We use the MEMM approach to model the folding reaction of a small two-helix protein called Z34C. At room temperature, this protein has a folding time of about 10 µs, and an unfolding time of nearly 1 ms. When we performed unbiased simulations, few trajectories starting from unfolded states actually fold, and no trajectories starting from the folded state unfold. After adding biased simulations to our dataset (harmonic restraints on the distance between the alpha-carbons of Phe14 and Ile32), we find that we can sample folding and unfolding events, and obtain MEMMs that predict folding rates and populations in good agreement with experiments.
In the future, we believe approaches like this will be essential to modeling and designing protein stability and kinetics. You can read more about this work in our new manuscript:
Improved Estimates of Folding Stabilities and Kinetics with Multiensemble Markov Models. Si Zhang, Yunhui Ge, and Vincent A. Voelz. Biochemistry, Accepted (Oct 28, 2024).
https://doi.org/10.1021/acs.biochem.4c00573
References
1. Voelz, V. A., Pande, V. S., and Bowman, G. R. (2023) Folding@home: Achievements from over 20 years of citizen science herald the exascale era. Biophysical Journal S0006349523002011.
2. Snow, C. D., Nguyen, H., Pande, V. S., and Gruebele, M. (2002) Absolute comparison of simulated and experimental protein-folding dynamics. Nature 420, 102–106.

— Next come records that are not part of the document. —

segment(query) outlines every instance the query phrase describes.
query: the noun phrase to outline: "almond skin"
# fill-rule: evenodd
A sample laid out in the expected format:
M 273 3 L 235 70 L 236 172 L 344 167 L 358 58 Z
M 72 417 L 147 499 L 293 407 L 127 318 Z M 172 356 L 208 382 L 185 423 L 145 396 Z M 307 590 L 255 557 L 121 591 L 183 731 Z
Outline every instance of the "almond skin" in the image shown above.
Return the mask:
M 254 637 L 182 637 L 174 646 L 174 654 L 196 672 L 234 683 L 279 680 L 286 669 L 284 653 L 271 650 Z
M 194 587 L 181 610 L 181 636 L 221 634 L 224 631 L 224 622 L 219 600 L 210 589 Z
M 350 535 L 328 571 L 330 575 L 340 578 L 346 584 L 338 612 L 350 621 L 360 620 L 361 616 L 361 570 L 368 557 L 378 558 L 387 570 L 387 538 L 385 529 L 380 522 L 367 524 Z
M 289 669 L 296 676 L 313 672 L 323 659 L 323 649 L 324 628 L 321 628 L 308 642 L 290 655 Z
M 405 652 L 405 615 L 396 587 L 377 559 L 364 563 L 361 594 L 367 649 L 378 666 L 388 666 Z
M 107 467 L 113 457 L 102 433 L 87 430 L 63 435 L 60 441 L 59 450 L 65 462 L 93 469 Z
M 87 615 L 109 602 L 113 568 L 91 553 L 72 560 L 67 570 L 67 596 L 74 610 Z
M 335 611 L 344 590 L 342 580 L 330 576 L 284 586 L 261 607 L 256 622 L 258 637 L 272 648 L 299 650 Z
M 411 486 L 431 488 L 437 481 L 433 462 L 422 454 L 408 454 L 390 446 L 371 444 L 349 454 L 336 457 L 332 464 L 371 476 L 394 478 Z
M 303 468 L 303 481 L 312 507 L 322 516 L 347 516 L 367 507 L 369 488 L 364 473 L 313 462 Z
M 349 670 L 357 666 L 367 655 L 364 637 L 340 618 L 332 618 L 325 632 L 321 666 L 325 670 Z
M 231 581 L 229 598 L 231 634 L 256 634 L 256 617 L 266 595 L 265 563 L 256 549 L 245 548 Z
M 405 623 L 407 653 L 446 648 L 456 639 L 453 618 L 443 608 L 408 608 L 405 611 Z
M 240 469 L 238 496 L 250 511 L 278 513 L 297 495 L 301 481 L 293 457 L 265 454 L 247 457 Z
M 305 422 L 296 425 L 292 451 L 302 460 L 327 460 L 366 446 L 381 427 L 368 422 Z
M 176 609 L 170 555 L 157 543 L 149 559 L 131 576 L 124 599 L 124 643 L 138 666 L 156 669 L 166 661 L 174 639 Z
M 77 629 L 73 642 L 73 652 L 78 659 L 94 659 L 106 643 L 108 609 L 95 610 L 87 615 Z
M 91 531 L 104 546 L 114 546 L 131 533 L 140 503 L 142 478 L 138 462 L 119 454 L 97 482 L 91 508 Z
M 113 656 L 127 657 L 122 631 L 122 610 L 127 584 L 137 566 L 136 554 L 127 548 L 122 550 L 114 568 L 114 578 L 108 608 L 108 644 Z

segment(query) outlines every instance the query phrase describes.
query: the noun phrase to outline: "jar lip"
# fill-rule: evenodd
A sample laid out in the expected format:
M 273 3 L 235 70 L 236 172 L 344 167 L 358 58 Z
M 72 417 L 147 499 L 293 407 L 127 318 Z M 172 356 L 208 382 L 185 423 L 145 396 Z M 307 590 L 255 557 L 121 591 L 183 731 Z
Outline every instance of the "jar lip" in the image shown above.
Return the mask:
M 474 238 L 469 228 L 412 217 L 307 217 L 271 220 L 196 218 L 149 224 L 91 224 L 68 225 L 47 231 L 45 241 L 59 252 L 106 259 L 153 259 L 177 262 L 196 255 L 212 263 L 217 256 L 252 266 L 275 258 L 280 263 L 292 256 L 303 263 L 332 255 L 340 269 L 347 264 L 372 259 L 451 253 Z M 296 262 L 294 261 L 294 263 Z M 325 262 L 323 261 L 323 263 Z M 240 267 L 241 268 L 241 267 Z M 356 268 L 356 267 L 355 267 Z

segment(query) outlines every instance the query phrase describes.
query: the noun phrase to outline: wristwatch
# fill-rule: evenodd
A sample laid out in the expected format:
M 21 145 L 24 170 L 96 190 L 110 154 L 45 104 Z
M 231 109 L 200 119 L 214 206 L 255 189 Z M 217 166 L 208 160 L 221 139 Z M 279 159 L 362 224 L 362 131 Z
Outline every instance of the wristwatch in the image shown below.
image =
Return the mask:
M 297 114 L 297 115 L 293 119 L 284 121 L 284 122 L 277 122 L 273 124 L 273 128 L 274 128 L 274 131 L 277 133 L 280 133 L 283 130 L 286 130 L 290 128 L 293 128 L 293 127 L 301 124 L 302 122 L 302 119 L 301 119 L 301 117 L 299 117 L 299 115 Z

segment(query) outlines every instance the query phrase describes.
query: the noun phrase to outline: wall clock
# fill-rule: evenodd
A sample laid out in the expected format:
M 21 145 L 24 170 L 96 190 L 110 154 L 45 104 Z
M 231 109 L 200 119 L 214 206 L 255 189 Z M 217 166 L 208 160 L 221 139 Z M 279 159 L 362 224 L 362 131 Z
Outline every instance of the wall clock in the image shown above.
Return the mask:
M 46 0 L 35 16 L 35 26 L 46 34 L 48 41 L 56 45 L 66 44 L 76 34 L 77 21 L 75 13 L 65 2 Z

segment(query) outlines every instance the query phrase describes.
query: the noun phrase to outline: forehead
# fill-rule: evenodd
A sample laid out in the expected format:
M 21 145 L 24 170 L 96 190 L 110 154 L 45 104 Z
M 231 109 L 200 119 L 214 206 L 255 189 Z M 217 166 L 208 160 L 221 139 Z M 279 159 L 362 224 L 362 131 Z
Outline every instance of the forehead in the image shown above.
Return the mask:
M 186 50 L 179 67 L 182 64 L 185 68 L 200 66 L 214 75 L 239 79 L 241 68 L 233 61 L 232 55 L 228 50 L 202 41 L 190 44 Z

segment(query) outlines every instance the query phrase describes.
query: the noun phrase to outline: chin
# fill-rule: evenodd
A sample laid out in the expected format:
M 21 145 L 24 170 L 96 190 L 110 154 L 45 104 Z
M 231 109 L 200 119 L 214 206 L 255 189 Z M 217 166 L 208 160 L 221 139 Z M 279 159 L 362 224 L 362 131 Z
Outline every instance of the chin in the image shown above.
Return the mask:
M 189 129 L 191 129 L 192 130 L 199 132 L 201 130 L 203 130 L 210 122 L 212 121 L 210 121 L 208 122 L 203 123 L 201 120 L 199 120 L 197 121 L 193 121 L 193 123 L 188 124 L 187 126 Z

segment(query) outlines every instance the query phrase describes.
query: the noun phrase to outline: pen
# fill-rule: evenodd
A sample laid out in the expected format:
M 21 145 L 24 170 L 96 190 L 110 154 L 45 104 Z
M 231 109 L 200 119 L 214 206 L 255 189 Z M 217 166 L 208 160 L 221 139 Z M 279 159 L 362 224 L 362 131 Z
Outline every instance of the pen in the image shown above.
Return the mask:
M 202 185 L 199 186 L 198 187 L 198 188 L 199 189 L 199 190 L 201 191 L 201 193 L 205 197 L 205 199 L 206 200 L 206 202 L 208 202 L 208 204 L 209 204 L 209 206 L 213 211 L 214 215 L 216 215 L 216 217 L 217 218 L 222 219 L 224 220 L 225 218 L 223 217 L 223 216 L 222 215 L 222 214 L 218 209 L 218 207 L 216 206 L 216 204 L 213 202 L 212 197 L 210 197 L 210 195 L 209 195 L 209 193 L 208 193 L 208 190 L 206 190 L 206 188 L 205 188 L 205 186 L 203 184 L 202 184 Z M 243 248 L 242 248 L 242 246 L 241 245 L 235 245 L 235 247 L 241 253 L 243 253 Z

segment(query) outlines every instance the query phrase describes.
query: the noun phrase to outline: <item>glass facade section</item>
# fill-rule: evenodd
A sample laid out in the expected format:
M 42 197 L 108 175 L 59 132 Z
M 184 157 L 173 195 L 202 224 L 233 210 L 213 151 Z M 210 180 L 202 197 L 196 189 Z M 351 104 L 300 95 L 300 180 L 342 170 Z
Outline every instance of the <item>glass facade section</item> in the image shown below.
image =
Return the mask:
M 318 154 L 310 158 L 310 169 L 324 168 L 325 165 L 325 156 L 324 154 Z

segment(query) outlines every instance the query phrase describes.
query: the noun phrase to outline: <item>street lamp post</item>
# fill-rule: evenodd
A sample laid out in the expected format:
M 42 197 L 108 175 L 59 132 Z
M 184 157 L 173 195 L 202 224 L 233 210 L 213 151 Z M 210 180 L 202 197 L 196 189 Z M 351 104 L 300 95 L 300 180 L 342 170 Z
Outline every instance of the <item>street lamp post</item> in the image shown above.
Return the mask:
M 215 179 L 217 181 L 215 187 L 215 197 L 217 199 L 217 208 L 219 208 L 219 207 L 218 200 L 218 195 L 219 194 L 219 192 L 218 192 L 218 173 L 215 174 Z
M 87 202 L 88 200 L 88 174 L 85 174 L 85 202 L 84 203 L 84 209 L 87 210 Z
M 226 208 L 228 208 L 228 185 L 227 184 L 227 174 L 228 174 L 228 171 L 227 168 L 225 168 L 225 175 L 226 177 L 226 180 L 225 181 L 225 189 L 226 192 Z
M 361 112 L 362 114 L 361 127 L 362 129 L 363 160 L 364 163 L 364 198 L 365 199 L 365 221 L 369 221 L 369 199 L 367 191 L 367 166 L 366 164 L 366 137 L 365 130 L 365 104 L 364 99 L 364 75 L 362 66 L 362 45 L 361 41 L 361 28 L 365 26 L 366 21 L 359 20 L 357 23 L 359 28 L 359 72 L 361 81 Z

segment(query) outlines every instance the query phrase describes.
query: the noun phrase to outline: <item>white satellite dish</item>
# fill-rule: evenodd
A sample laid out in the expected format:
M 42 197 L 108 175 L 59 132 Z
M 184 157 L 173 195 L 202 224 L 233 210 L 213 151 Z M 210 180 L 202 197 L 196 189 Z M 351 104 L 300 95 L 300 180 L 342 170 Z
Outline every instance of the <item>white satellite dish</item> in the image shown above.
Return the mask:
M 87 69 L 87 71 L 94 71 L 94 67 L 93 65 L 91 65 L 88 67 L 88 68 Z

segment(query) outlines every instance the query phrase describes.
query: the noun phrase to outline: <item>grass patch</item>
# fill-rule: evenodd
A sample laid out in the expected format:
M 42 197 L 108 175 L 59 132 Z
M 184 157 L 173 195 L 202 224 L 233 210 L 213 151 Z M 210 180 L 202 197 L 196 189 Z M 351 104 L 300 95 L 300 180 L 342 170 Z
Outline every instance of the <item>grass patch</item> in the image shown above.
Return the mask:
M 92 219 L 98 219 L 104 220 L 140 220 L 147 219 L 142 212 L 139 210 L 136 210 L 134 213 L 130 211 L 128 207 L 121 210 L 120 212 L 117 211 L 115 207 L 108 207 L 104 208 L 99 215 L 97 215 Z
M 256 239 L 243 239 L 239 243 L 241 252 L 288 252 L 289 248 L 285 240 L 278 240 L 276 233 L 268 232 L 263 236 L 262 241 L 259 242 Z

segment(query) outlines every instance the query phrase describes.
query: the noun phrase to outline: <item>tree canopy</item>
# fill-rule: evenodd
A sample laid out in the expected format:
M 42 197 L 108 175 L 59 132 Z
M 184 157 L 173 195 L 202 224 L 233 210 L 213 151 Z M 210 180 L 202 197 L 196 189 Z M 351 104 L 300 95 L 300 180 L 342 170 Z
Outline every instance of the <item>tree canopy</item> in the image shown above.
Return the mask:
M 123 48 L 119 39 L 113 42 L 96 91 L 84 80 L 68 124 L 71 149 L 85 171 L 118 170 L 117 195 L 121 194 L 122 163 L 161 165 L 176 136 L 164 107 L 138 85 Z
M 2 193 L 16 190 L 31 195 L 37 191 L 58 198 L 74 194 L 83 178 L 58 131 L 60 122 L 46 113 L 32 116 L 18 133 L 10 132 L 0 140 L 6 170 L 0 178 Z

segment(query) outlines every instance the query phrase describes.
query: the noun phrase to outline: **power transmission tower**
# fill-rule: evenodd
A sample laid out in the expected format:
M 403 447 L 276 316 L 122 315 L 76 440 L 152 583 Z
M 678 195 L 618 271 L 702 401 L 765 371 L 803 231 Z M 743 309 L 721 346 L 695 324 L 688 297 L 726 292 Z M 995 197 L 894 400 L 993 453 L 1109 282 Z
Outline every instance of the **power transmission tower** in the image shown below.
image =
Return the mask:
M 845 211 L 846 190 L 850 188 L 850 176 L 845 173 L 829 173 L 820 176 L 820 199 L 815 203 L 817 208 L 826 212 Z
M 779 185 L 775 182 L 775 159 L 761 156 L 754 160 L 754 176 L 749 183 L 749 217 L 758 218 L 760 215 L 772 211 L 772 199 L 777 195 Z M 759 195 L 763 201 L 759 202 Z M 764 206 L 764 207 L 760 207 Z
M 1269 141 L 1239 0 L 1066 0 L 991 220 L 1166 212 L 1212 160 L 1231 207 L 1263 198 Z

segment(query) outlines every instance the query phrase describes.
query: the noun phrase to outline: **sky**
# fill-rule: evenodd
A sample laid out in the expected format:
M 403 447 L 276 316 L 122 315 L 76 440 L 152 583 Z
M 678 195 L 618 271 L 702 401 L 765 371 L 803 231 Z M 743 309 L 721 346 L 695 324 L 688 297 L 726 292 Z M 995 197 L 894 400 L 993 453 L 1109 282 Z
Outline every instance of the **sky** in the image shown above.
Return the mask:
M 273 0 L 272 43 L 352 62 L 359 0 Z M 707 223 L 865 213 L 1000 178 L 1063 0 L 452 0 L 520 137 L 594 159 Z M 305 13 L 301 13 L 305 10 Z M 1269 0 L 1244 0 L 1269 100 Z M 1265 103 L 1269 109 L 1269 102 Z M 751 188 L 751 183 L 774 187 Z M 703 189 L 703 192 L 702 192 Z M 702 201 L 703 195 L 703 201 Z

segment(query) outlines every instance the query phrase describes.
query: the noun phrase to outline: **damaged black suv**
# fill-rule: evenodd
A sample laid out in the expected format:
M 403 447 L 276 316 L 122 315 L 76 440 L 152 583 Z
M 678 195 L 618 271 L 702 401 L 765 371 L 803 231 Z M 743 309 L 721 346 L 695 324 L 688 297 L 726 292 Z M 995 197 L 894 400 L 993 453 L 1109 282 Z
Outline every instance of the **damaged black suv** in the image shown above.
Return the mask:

3. Pande, V. S., Beauchamp, K., and Bowman, G. R. (2010) Everything you wanted to know about Markov State Models but were afraid to ask. Methods 52, 99–105.
4. Voelz, V. A., Bowman, G. R., Beauchamp, K., and Pande, V. S. (2010) Molecular Simulation of ab Initio Protein Folding for a Millisecond Folder NTL9(1−39). J. Am. Chem. Soc. 132, 1526–1528.
5. Wu, H., Paul, F., Wehmeyer, C., and Noé, F. (2016) Multiensemble Markov models of molecular thermodynamics and kinetics. Proc Natl Acad Sci USA 113, E3221–E3230.